Na obra de Guimarães Rosa, as santas penduradas nas paredes de barro protegem a todos, enquanto a noiva de Riobaldo, a moça virgem, é aquela mulher doce e passiva, que serve para casamento. Enquanto a prostituta Nhorá é descrita por Riobaldo como: “(...) pimenta branca, boca cheirosa, o bajo de menino-pequeno”. (Passos, 2000, p. 70)
Portanto, a redução da mulher, apenas em seu corpo, pertence a uma cultura que não reconhece o feminino com a sua fragilidade, a sua força e também a sua coragem. Em geral, tanto na literatura, nas artes e no cinema, na história de gênero, o feminino é sempre negativo. Segundo a pesquisadora norte-americana E. Ann Kaplan sobre o feminino, o patriarcado é o responsável pela mulher não ter lugar na sociedade aonde possa confirmar o seu feminino, na esfera pública e nem na vida privada. (Kaplan, 1995, p. 72)
Guimarães Rosa traça o perfil de Diadorim, que inserida no universo masculino, tem que renunciar à sua feminilidade e ao amor para pagar um tributo ao pai. O nome Reinaldo/Diadorim se forma entre o masculino e o feminino e aponta para uma ambivalência em sua identidade. No desfecho da obra, e num momento apoteótico, a morte de Diadorim torna acessível ao jagunço a mulher-cadáver pela sua nudez, cuja imagem não está mais envolta em armas, mas numa luz que evoca o domínio do sagrado.
A donzela vai subverter a ordem de gênero no universo dos homens com o seu corpo nu, que jaz na cama de pedra como uma máscara (seria outro travestismo que a morte exige?) e que nem Nossa Senhora da Abadia pode impedir o triste final de Diadorim. A personagem enigmática era reconhecida por Riobaldo como: “Diadorim representava essa alma incognoscível, fechada a sete chaves”. (Olea, 2006, p. 56)
Apesar de que, Riobaldo é o duplo de Diadorim conforme explica Matos:

  
Riobaldo também é o duplo e se espelha na duplicidade de Diadorim: é o ‘através de’ que funda o eixo da reflexão e o procedimento de espelhamento de representação da imagem do discurso. O que não se viu no momento da experiência, no momento da vivência, se evidencia como sentido através dessa fala de espelhos. (Matos, 2011, p. 71)

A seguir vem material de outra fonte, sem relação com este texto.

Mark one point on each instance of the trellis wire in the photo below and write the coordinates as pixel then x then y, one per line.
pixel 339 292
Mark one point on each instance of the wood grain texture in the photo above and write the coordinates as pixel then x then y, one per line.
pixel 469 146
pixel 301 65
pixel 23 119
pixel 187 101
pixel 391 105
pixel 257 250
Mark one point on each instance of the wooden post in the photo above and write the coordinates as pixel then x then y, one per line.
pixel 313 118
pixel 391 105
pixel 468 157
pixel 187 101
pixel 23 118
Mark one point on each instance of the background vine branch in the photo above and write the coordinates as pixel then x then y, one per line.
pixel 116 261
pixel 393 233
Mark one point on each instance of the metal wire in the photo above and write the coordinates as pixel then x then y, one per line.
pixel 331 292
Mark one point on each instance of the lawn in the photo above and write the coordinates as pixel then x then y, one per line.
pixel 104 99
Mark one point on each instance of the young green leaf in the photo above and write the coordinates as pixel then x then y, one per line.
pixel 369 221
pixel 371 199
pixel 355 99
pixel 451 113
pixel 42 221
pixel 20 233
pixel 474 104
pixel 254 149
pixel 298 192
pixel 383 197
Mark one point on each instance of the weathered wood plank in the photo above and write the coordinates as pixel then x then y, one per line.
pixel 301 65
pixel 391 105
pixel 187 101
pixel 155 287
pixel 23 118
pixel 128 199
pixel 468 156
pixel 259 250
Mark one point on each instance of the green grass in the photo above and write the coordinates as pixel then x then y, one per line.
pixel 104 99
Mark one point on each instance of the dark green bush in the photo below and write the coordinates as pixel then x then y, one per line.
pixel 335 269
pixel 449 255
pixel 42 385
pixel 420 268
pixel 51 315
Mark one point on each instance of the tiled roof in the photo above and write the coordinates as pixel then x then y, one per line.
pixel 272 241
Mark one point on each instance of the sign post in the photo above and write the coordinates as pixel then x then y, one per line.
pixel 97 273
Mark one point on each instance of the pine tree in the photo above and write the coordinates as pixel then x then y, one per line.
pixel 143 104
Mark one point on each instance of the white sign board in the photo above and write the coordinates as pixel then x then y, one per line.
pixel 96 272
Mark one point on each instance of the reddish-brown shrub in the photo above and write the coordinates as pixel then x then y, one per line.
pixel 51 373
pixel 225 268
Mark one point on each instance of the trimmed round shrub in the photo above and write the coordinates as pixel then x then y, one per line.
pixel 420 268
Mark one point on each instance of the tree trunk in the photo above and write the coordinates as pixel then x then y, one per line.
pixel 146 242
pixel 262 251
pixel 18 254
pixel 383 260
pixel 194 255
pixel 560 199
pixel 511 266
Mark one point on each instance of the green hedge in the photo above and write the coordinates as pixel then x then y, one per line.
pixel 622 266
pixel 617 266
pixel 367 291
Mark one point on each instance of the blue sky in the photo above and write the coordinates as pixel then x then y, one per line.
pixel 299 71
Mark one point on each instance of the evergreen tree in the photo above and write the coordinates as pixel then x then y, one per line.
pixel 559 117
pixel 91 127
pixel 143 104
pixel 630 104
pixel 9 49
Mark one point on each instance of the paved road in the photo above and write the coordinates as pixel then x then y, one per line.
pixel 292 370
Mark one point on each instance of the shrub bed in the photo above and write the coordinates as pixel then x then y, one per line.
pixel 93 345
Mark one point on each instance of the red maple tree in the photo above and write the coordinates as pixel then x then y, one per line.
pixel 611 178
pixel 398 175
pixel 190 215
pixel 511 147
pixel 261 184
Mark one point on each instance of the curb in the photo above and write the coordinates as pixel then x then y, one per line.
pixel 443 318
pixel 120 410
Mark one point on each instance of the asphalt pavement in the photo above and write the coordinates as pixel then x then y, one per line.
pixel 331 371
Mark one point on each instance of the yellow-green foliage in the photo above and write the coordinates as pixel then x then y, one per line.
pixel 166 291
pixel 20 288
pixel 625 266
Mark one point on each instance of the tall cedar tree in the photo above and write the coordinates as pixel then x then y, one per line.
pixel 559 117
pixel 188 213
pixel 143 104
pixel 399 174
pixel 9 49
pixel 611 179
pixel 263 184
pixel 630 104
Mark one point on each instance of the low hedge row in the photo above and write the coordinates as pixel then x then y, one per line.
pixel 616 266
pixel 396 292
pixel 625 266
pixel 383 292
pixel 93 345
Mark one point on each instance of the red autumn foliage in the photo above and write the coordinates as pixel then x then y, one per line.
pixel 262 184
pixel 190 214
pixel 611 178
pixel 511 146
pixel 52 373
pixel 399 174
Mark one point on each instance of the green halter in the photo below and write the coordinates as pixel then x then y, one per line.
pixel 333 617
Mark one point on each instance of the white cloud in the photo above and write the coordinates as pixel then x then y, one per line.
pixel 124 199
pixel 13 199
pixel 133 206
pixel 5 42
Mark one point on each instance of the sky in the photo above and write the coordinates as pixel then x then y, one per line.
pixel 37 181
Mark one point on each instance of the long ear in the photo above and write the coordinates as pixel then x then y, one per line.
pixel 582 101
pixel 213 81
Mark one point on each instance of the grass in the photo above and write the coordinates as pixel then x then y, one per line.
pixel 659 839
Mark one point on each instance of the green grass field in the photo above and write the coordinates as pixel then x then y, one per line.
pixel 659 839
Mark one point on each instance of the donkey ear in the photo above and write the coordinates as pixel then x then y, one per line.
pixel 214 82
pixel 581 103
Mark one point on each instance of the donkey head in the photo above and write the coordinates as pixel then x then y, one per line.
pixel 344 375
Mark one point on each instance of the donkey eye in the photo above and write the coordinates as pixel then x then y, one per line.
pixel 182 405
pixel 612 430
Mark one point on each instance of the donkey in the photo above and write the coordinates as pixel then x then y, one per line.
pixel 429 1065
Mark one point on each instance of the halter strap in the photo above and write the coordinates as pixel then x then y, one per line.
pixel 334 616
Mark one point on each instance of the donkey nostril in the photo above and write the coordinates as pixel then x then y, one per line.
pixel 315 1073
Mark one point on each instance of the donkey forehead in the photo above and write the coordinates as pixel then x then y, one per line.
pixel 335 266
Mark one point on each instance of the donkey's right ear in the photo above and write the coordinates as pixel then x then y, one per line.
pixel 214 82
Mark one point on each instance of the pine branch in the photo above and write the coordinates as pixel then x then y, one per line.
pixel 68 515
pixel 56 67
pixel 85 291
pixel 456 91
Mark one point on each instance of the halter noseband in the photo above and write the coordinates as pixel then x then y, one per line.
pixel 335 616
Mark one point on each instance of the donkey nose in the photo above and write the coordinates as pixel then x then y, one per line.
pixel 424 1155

Diadorim é o suporte do imaginário do cangaceiro e de seu contar, em várias passagens, compondo elos espetaculares dos “efeitos de sentido” para a existência do atormentado jagunço e que corresponde ao seu duplo. A personagem, mesmo encapsulada no seu corpo de homem, é também a ressonância de um amor condenado de Riobaldo, que carrega o peso de um amor não correspondido. A donzela guerreira, após a sua morte, transforma-se apenas em recordações nas memórias de um velho cangaceiro, que ao relatar sobre a sua infância e a breve carreira de professor de Zé Bebelo, até o momento da sua entrada no cangaço, não conhecia o amor.






REFERÊNCIA BIBLIOGRÁFICA:

1.BARNARD, Malcolm. Moda e comunicação. Rio de Janeiro: Rocco, 2003.

2.CANDIDO, Antonio. A personagem de ficção. São Paulo: Perspectiva, 2011.

3.FAUX, Doroty Schefer. Beleza do século. São Paulo: Cosac & Naify Edições, 2000.

4.KAPLAN, E. Ann. A mulher e o cinema: os dois lados da câmera. Rio de Janeiro: Rocco, 1995.

5.OLEA, Héctor. O professor Riobaldo: um novo místico da poetagem. Cotia/SP: Ateliê Editorial: São Paulo: Oficina do Livro Rubens Borba de Moraes, 2006.

6.PASSOS, Cleusa R. Guimarães Rosa: do feminino e suas estórias. São Paulo: Hucitec/FAPESP, 2000.

7.ROSA, João Guimarães. Grande Sertão: veredas. Rio de Janeiro: Nova Fronteira, 2006.

8. Artigo Paulo Roberto de Araújo Monteiro – Guimarães Rosa: o feminino ocultado. Revista Todas as Letras: Língua e Literatura: ano 7, no. 7ª edição especial.